Efficient management of your Explanation of Benefits statements properly can help you stay informed and avoid billing issues. The tips to consider are: 

  • Always review your insurance claim summary carefully.
  • Compare your EOB with your medical bill.
  • Keep copies of all EOB statements.
  • Contact your provider if something seems incorrect.
  • Use insurance portals to access electronic EOBs.
  • Understand your patient’s financial responsibility.

Properly reviewing EOBs helps ensure accurate insurance claim processing and protects you from billing errors.


Need Help Managing EOBs and Insurance Claims?

Understanding an Explanation of Benefits is only the first step… accurately posting payments, resolving denials, and tracking patient responsibility require expertise and time.

Health & Billing offers end-to-end medical billing and revenue cycle management solutions designed to simplify EOB processing, improve claim accuracy, and maximize payer reimbursement.

Whether you need help with:

  • Payment posting and EOB reconciliation
  • Claim denial management and appeals
  • Underpayment identification and recovery
  • Accounts receivable follow-up
  • End-to-end Revenue Cycle Management (RCM)

Our experienced billing professionals are here to support your practice every step of the way.

Contact the Health & Billing team today!

Streamline your billing operations, reduce administrative burden, and focus on what matters most—patient care.


FAQs

What if you don’t receive an EOB?

If you are not receiving an EOB following a medical visit, check your insurance portal or contact your insurer.

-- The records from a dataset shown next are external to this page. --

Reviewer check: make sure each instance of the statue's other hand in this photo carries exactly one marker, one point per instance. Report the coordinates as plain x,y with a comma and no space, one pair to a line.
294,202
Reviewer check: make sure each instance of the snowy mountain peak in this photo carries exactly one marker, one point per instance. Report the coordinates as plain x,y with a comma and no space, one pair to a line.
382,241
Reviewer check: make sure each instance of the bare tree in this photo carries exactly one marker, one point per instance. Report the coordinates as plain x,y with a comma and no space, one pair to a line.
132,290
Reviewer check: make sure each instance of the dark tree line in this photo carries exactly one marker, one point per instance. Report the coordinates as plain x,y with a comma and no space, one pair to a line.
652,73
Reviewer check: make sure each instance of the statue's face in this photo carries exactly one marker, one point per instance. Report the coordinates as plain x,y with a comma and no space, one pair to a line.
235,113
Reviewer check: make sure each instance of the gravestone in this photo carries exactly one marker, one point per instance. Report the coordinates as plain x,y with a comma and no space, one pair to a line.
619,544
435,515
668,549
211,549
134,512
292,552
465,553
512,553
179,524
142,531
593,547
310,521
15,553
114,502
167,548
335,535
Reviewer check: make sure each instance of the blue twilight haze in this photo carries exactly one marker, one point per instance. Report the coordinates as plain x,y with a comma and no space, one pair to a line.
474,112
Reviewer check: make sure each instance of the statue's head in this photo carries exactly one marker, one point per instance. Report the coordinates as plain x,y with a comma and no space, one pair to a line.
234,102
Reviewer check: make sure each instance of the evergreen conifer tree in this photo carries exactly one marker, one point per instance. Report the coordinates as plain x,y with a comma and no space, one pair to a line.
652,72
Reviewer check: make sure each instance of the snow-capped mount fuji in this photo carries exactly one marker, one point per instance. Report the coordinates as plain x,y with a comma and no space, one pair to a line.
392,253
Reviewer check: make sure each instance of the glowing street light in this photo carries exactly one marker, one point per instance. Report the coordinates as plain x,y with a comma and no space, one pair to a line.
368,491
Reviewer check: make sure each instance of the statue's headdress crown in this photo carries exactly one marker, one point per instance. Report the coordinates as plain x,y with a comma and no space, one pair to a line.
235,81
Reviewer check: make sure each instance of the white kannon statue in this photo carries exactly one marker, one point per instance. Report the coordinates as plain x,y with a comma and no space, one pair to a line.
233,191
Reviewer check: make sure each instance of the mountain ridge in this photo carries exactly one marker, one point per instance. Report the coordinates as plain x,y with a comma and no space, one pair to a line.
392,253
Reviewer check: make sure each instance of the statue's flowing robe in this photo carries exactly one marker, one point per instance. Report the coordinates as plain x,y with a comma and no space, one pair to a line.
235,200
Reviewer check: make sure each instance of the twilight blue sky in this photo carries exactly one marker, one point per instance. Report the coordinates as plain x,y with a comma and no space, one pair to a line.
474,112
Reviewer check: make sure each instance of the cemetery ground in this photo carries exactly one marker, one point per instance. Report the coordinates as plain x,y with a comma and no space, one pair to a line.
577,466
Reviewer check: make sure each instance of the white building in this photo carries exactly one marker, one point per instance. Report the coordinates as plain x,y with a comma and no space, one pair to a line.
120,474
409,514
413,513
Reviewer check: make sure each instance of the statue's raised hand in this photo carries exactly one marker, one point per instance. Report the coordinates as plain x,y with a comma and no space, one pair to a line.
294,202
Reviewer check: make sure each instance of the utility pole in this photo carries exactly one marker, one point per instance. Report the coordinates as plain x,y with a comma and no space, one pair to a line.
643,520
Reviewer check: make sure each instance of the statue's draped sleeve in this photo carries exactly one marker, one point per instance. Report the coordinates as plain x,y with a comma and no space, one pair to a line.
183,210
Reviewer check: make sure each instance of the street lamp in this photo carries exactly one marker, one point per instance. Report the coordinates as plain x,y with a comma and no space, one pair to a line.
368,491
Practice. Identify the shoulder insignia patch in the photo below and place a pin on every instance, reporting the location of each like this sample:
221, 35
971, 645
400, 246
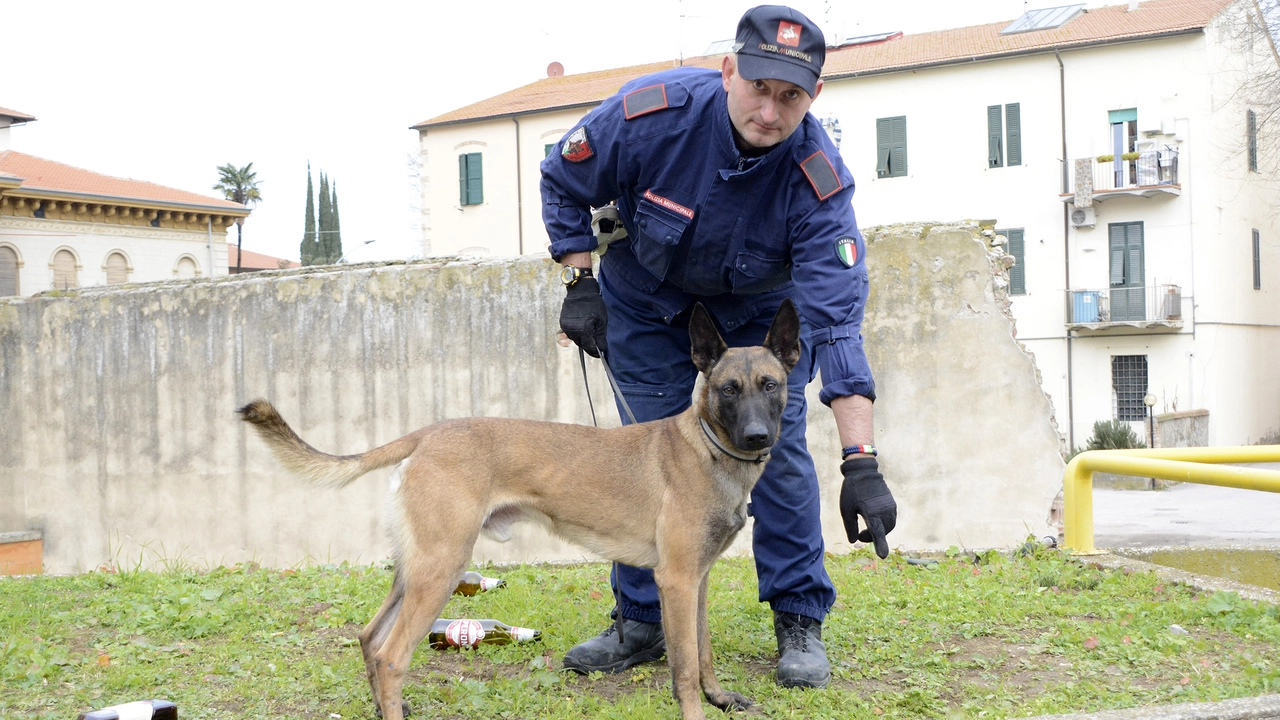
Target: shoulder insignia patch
576, 146
644, 101
846, 249
822, 176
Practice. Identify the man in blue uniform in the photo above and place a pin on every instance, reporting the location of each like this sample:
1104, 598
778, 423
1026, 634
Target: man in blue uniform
734, 196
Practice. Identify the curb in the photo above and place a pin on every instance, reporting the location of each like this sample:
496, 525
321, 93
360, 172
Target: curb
1262, 707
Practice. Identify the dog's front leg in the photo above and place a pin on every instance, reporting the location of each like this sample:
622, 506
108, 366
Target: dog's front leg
716, 695
679, 596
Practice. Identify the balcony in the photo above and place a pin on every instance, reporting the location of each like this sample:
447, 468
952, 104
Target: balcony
1142, 174
1144, 308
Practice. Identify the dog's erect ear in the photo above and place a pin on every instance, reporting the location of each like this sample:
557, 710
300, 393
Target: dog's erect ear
705, 343
784, 337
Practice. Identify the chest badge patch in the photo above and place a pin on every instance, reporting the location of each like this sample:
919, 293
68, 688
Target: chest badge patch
576, 146
846, 249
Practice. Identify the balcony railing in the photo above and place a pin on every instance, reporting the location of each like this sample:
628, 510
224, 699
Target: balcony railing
1148, 173
1159, 305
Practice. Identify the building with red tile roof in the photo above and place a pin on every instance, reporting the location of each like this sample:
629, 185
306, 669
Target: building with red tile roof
64, 227
1118, 151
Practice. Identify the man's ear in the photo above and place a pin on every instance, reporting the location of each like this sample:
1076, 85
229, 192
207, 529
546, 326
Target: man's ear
784, 337
704, 341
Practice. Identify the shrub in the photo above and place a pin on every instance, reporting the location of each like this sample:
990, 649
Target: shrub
1114, 434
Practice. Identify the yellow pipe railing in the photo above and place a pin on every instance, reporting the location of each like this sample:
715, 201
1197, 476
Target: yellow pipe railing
1184, 464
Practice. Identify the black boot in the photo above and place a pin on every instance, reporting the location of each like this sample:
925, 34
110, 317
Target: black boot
801, 656
604, 654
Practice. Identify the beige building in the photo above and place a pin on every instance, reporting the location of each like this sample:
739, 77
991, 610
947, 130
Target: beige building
64, 227
1112, 147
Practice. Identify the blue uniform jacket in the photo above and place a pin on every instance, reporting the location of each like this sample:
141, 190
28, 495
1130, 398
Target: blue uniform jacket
707, 224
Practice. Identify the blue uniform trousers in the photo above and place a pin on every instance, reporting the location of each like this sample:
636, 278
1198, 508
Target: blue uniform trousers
650, 360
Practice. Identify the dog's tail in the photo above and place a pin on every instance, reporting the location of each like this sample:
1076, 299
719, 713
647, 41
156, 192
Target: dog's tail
320, 468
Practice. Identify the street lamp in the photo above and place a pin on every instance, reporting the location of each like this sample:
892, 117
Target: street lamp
1150, 400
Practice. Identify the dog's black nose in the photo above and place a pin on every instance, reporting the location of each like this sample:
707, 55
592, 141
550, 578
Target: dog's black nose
755, 436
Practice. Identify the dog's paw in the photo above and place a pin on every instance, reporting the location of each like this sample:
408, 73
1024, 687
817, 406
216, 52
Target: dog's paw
730, 701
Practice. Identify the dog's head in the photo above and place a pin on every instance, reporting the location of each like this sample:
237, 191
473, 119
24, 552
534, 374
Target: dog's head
746, 387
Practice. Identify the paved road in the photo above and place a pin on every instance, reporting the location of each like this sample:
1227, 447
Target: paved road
1187, 514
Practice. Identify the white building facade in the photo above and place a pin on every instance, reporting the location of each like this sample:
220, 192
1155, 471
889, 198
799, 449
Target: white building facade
1152, 272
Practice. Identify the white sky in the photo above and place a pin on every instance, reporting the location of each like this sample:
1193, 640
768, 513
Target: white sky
165, 91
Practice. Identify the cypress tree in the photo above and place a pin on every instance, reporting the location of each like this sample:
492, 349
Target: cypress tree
337, 227
325, 254
309, 233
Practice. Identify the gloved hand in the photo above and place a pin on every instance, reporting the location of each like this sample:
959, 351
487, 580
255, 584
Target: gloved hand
865, 493
584, 317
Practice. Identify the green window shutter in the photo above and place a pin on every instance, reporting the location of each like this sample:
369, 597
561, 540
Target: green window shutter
462, 180
1252, 121
1014, 122
1134, 276
470, 178
1116, 237
882, 146
897, 139
1257, 260
995, 135
1018, 273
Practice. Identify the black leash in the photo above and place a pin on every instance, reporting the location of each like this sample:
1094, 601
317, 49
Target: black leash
622, 400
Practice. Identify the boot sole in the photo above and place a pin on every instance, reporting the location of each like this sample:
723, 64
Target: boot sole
647, 655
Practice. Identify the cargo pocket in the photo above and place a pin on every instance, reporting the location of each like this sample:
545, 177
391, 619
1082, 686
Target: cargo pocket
759, 273
659, 232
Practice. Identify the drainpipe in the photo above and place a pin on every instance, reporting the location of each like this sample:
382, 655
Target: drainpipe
1066, 255
520, 204
210, 244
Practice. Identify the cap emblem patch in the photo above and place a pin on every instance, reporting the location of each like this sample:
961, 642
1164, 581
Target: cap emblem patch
846, 249
576, 146
789, 33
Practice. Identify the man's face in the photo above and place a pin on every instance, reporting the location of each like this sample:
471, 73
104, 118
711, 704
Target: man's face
764, 112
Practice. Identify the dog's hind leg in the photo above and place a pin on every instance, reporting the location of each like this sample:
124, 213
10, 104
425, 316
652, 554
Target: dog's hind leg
712, 689
374, 634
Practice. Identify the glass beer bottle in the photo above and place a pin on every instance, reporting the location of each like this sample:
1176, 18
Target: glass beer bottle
472, 633
142, 710
471, 583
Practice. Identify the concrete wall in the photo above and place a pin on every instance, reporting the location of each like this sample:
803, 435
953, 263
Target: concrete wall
119, 440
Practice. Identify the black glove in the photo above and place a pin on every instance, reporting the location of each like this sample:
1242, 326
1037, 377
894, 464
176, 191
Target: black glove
584, 317
865, 493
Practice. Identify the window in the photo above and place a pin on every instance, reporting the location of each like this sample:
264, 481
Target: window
1128, 291
64, 270
1129, 386
996, 136
891, 146
1252, 122
1257, 261
470, 178
1018, 249
9, 270
117, 269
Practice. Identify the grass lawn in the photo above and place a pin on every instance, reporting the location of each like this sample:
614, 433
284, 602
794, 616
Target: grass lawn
990, 636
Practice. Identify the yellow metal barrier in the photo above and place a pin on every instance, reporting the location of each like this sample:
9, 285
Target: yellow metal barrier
1184, 464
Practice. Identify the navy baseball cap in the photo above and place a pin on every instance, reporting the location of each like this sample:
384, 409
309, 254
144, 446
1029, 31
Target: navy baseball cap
777, 42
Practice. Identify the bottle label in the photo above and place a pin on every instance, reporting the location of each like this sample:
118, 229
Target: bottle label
464, 633
140, 710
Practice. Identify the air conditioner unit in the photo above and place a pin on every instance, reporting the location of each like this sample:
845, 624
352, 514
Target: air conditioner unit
1083, 218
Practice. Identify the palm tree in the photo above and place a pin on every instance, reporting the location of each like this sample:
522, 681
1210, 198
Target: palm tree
238, 185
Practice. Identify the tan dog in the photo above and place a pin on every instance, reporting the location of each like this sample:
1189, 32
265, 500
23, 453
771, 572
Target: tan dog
668, 495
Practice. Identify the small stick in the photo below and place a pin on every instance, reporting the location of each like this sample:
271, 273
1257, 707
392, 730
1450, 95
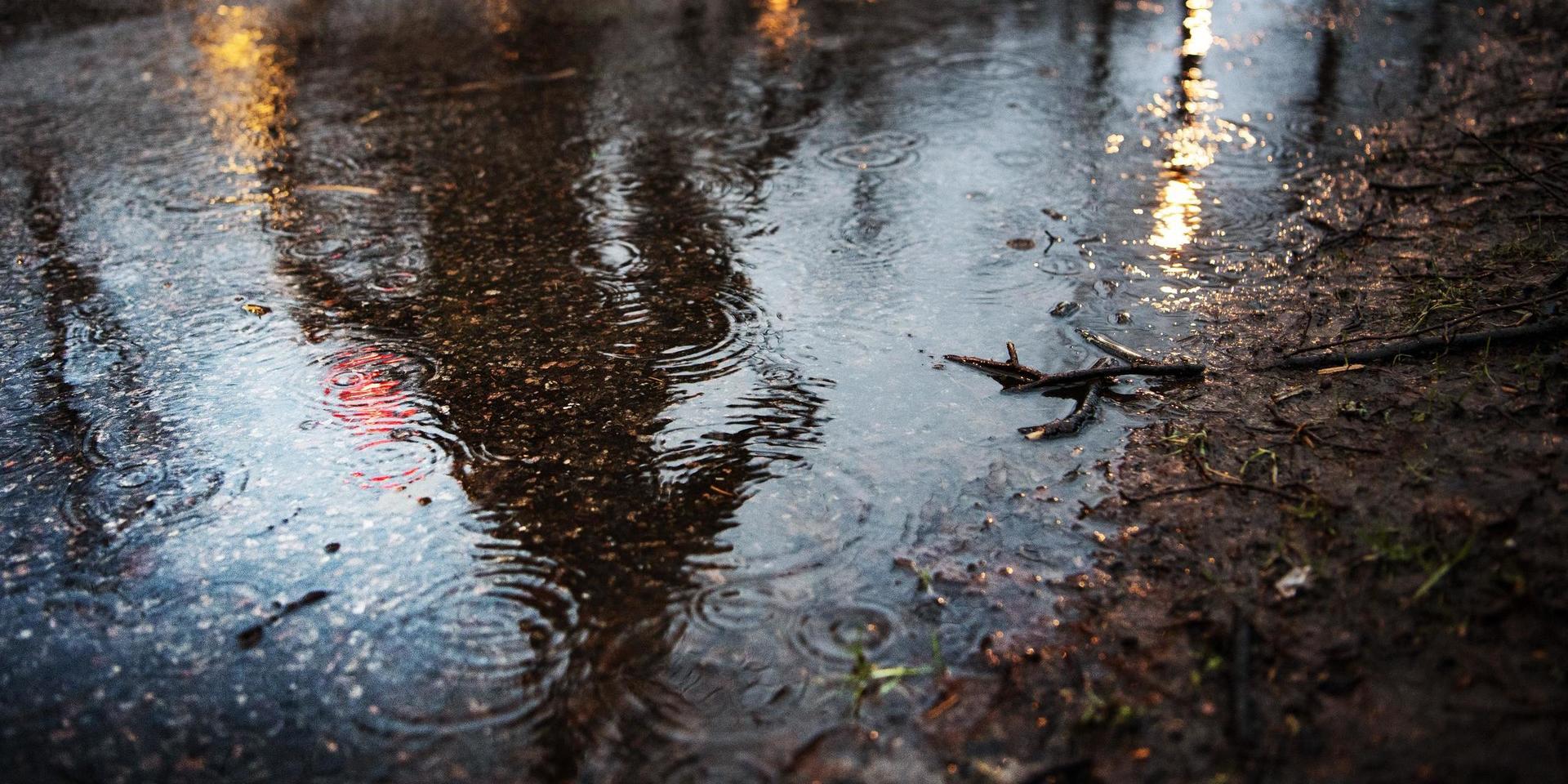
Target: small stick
1548, 328
1114, 349
1009, 373
1433, 328
1073, 422
1092, 373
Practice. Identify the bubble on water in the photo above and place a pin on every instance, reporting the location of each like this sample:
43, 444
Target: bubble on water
884, 149
831, 634
477, 651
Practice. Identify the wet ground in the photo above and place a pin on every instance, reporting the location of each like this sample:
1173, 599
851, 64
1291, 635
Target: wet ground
431, 391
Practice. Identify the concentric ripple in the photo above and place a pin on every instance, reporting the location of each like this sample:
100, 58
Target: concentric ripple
831, 634
725, 608
148, 490
468, 654
883, 149
987, 66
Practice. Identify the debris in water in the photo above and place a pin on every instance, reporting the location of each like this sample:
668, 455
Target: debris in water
1294, 581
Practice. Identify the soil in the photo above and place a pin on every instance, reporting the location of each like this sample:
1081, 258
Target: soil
1346, 574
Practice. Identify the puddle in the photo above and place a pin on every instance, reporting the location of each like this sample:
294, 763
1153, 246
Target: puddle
584, 371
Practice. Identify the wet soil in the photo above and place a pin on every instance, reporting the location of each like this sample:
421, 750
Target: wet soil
1355, 572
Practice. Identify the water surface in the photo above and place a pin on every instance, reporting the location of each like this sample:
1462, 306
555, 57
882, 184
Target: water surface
497, 391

There are chances it may still be processing or has been delivered electronically.

What to do if you disagree with an EOB?

After thoroughly reviewing the details and comparing the EOB with your medical bill, you are welcome to contact your insurance company for clarification. In some cases, you can also file an appeal.

What to do if your EOB and medical bill don’t match?

Contact the healthcare provider’s billing office first, as the bill may not yet reflect insurance adjustments shown in the EOB.

How long should you keep your EOB?

It is wise to keep your EOB for at least 1-2 years, or even longer if it relates to ongoing treatment.

Is an EOB a bill?

No, an EOB is not a bill; it is a summary of what your insurance paid and what you are owed to your healthcare provider.